This has to do with optimal memory segment alignment, and a number of other things the details of are untold us.
The 256x256 textures 'claim' roots back to the early days of 3D hardware acceleration: when cards had 2 Megs of video ram, instead of half a Gig like today.
And it hasn't changed over the years, because changing it would collateraly mean to break the performance of the older games developed with 256x256 textures in mind (still widely played, you know).
Who is gonna take the responsibility of this change? nVIDIA? ATI?
They aren't rich enough to face the consequences.
Many people believe there is a sort of standard set of rules followed by the various hardware manufacturers.
The truth is, there isn't.
It's a nonsense, really. Today we have just ATI and nVIDIA. They rule the market. Other brands barely survive.
Why ATI and nVIDIA don't sit together and decide on a little standard to follow?

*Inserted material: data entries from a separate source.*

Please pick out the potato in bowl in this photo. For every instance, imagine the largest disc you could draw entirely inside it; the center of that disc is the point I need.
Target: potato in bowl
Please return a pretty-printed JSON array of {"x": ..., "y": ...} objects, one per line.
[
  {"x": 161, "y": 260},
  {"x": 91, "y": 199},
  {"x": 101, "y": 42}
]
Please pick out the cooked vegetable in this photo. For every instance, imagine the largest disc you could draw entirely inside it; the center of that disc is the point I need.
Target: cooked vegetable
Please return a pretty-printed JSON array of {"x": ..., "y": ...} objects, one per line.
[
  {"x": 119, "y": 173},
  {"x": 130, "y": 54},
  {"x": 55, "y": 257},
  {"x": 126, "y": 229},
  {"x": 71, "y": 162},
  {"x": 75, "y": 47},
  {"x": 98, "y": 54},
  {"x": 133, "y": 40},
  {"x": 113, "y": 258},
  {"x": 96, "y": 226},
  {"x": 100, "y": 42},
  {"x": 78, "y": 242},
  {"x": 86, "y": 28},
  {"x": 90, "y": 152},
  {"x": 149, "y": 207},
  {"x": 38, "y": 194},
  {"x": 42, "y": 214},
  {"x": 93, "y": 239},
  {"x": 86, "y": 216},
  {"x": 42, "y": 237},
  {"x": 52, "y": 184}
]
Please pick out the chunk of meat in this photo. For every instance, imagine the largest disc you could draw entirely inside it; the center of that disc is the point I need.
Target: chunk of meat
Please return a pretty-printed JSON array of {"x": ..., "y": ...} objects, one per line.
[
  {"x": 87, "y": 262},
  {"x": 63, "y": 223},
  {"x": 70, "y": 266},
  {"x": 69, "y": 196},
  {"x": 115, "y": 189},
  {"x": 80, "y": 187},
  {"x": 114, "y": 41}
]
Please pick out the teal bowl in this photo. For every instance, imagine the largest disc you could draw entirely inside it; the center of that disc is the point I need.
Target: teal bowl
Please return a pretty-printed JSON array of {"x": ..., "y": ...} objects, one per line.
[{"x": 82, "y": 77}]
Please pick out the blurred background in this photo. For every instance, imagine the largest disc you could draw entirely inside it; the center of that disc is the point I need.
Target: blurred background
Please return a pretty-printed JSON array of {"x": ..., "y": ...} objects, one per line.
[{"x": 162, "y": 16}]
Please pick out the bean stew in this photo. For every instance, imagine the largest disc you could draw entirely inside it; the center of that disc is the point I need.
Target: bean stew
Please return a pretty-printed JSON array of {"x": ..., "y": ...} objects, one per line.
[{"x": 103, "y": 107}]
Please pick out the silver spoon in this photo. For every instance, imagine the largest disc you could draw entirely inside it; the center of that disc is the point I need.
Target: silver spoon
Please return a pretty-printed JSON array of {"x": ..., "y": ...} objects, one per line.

As programmers, we would be the first to benefit from it.
Every card works in its own way.
Every card segments its own on-board memory into a number of blocks (or clusters) of unknown size to us.
These clusters of video memory work similarly to those of your HD.
Optimal video memory usage is to use memory in multiples of the size of these video clusters.
I'll make an example.
Create a new *.txt file on your disk.
Open it, write in 1 single character, then save and close.
Now, how much space do you believe the file takes on your disk: 1 Byte or 32 KiloBytes?
The correct answer is 32 KB (right-click on the file and choose properties if you want a proof).
It could take up more space than the 32 KB of my example, of course.
It depends on how big the partition is and how is formatted the drive (FAT32 versus NTFS), but you get the idea.
The same goes for video cards, but gets more complicated.
When you allocate video memory (i.e.: upload a texture) you use space in multiples of the size of a video cluster.
Question: how big is this cluster?
Answer: you do not know it. And they won't tell you.
The card knows it. And the driver knows it.
DirectX and OpenGL, however, do not.
So do you.
To solve this problem we would either need a unified database of the size of video clusters for every existing card, or (even better) a known standard followed by the cards manufacturers.
Neither of the two exist. And we have no means to determine the exact amount of free video memory.
The problem is further aggravated by the fact that cards may or may not silently employ texture 'joining' when managing the images you upload to their memory.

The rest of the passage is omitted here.